Devam eden Filistin meselesinde ve “merkezi kriz” durumunda çözüm üreten, şikayetlerini geri çevirmeyen ve bundan sonra yanında olacak olan kim? Kritik tercih burada… Ve asıl şimdi parmaklarını ısıracak. Ne yazık ki, Suriyeliler, Arapların dikenli “ısırıklarını”, bıçak darbelerini sırtlarında taşırken, içerideki çözümü güç, kronikleşmiş püsküllü bela ile uğraşırken Hamas’ın çark etmesi, oldukça ağır bir darbedir.
Gerçek şu ki, ben bir gün bile Hamas’ın “Direniş”ine ve direnişçiliğine veya herhangi bir özgürlük projesi olduğuna ikna olmuş değildim… İsrail’in bir kolu olduğu müddetçe ya da “Filistin” devlet sistemini gerici Müslüman Kardeşlere bağladığı sürece, benim kanaatim budur. Kaldı ki, bütün toplumlara malum olduğu gibi Hamas’ın “Gazze mıntıkasındaki” baskıcı, otoriter ve zalim uygulamalarını saymasak bile (ki, bunlar önemli veridir) Hamas, Britanya istihbaratının ektiği tarihsel tohumun mahsulü bir harekettir. Bu yüzden Hamas, özgürlük ve güven veren bir pozisyonda olamadığı için, hiç bir zaman Filistin toplumuna önderlik edecek durumda değildi. Kaldı ki, kendisi özgürlüklerden nefret eden, baskıcı, otoriter ve oldukça sekter bir hareket olarak, hiç sanmıyorum ki, özgürlükçü ve bu haliyle de direnişçi olabilsin!
Hamas intiharı
Hamasın intiharının bir yüzü, Filistin’in özgürleşmesini imkansız kılıyor Bundan sonra Hamas’ın pratikte bir “direniş” eylemi sergilemesi artık mümkün olmayacak, hatta lafı bile olmaz. Özgürlüğü de, işgal altındaki topraklardan o denli uzaklaştırdı ki, Venedik ne kadar uzaksa, Filistin halkı için özgürlük, o denli gözden ve yürekten uzaktır.

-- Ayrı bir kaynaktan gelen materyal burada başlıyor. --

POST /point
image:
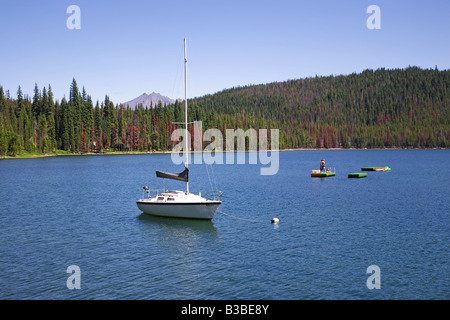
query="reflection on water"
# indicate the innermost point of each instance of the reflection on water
(179, 225)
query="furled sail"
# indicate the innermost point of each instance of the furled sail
(182, 176)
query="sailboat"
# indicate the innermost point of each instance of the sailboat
(179, 204)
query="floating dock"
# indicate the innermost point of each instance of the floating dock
(386, 168)
(357, 175)
(318, 174)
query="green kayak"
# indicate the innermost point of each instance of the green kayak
(376, 168)
(357, 175)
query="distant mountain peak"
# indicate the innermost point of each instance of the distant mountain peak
(148, 100)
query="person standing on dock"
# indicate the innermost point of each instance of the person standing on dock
(322, 165)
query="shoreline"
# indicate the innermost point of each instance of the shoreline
(68, 154)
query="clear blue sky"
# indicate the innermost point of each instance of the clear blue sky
(125, 48)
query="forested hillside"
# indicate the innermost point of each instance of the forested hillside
(383, 108)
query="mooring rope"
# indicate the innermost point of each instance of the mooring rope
(229, 215)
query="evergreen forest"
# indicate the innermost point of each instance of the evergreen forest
(397, 108)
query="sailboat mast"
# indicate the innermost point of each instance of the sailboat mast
(186, 148)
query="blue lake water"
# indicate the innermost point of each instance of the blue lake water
(62, 211)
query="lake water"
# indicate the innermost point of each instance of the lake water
(62, 211)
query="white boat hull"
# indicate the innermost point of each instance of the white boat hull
(188, 210)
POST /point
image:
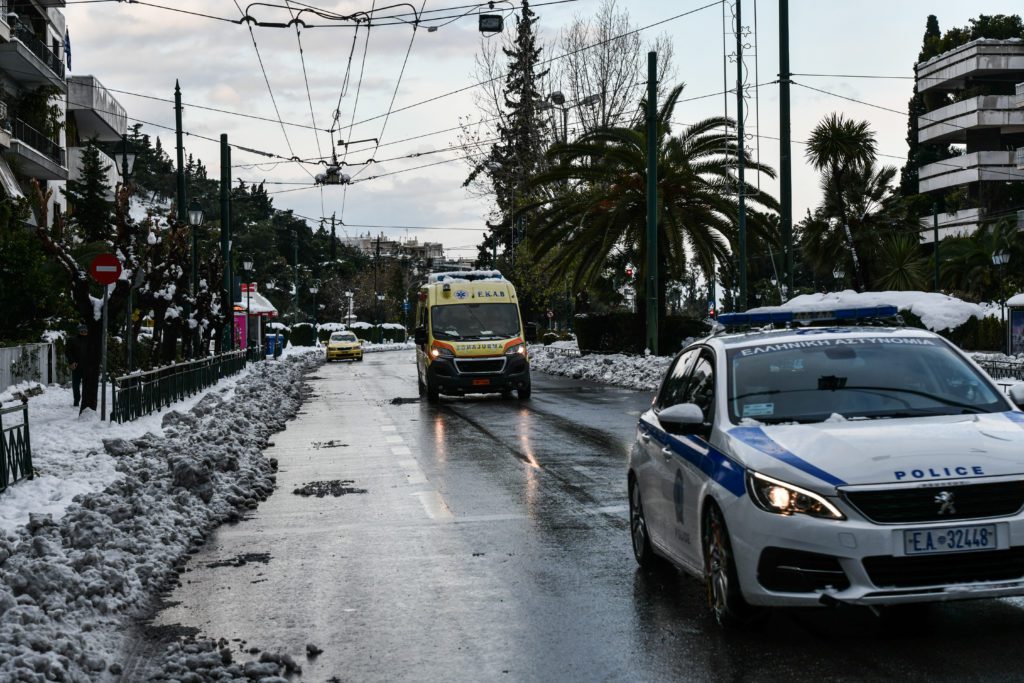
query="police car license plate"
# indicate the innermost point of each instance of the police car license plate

Hamas’ın Cihat’ı da öyle. Bundan böyle Filistin halkını, İsrail ve Amerika’nın azabından korumanın zerresi bile olmaz; önceki sınırlılıkları neyse, bundan sonraki de odur.
İntiharın diğer yüzü; Hamas’ın ahlaki çöküşü
Hamas güvenirliliğini ve ahlaki dengesini kaybetti, çünkü dostlarını sattı. En zor ve en sıkıntılı günlerinde müttefiklerini kolayca ve çok ucuza satan bir Hamas. Evet, “direniş” bürosunu taşıdı; birinin sırtından, diğerine. Ve ilk sınavında gürültülü bir düşüşle her şeyi ayağına doladı..
Hamas’ın inanırlılığı kalmamıştır; hele ki şu anda, yeni “sevenleri” ve arkadaşlarının (ya da başka nasıl adlandırılırsa) gönlünü ve hürmetini kazanmakla meşgul iken…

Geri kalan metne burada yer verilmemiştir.